Tuesday, 10 March 2015
The design of free exploration learning: lessons from Gone Home
Gone Home, according to some computer games players, is one of the best games of 2013, and according to others it's not a game at all. Like the now-legendary Myst, it's a first-person exploration game, but with a naturalistic setting of 1990s small town America: your character, Katie, arrives at the family home after a pre-college European trip to find the house deserted with a note from her younger sister Sam on the front door; the game consists of your going round the house discovering notes and objects in order to find out what's happened. There are no hidden menaces, no jump scares (though the building's reputation as "the psycho house" and the dark and stormy night in which the events take place may mis-cue you into thinking there's a horror theme); just the real stuff of people's lives, their conflicts and disappointments - and, perhaps, a few inklings of hope and redemption.

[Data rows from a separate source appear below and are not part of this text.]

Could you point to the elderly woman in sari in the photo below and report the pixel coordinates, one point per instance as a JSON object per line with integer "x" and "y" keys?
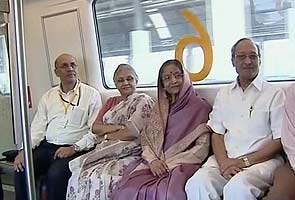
{"x": 117, "y": 127}
{"x": 175, "y": 141}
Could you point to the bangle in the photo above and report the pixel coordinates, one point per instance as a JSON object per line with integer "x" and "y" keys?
{"x": 105, "y": 137}
{"x": 246, "y": 162}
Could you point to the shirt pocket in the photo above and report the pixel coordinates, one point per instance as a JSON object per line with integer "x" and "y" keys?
{"x": 260, "y": 117}
{"x": 76, "y": 118}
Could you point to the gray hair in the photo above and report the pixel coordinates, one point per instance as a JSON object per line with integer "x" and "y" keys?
{"x": 125, "y": 66}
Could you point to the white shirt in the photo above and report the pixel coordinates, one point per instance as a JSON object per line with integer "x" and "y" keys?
{"x": 248, "y": 119}
{"x": 63, "y": 123}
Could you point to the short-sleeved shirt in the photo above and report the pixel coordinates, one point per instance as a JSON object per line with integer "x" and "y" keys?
{"x": 248, "y": 119}
{"x": 66, "y": 118}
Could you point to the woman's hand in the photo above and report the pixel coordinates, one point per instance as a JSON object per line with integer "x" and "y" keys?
{"x": 231, "y": 171}
{"x": 158, "y": 167}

Those players who get into the game seem to really get into it; those expecting something to shoot or even puzzles of a clearly-defined kind (as distinct from puzzles of interpretation) are disappointed. (The game's designer has produced a wickedly funny spoof trailer for a version of the game reworked as the first-person shooter - "Gun Home" - some players would clearly have liked it to be.)
As a learning designer, I was interested in how the game is designed to allow free exploration and yet lead you forwards on a journey of discovery; locked doors, filing cabinets, and so on, are used to prevent you from seeing certain things until you've seen others, so that you can't experience the backstory in the wrong order. Mum, Dad and Sam each have their own storyline, though Sam's is privileged; her audio journals to Katie give you direct access to her thoughts, and the attic - the final room you can reach - includes the objects which mark the conclusion of her storyline.
Like many players, of both genders and sexual orientations, I was both engaged and moved by the story of Sam's developing relationship with another girl from school, but I was also taken with the father's story: author of a moderately successful thriller some years ago, he failed to follow it with anything other than inferior sequels and he's now reduced to writing reviews for hi-fi magazines. After completing the game (as I thought), I was surprised to discover just how much of the father's storyline I'd missed. As this online comment shows, there are enough clues distributed around to reconstruct what happened to him as a child and why the house (which originally belonged to his Uncle Oscar) was known as "the psycho house", and also to give his storyline a happier ending than I originally thought. I wouldn't have seen all this without help though, because the game doesn't put pressure on you to uncover it, as it does with Sam's secrets.
That's the problem with designing games, or online courses, which are based on free exploration: you need to reconcile yourself to spending time and effort on developing features or branches which some of your players or learners are never going to experience.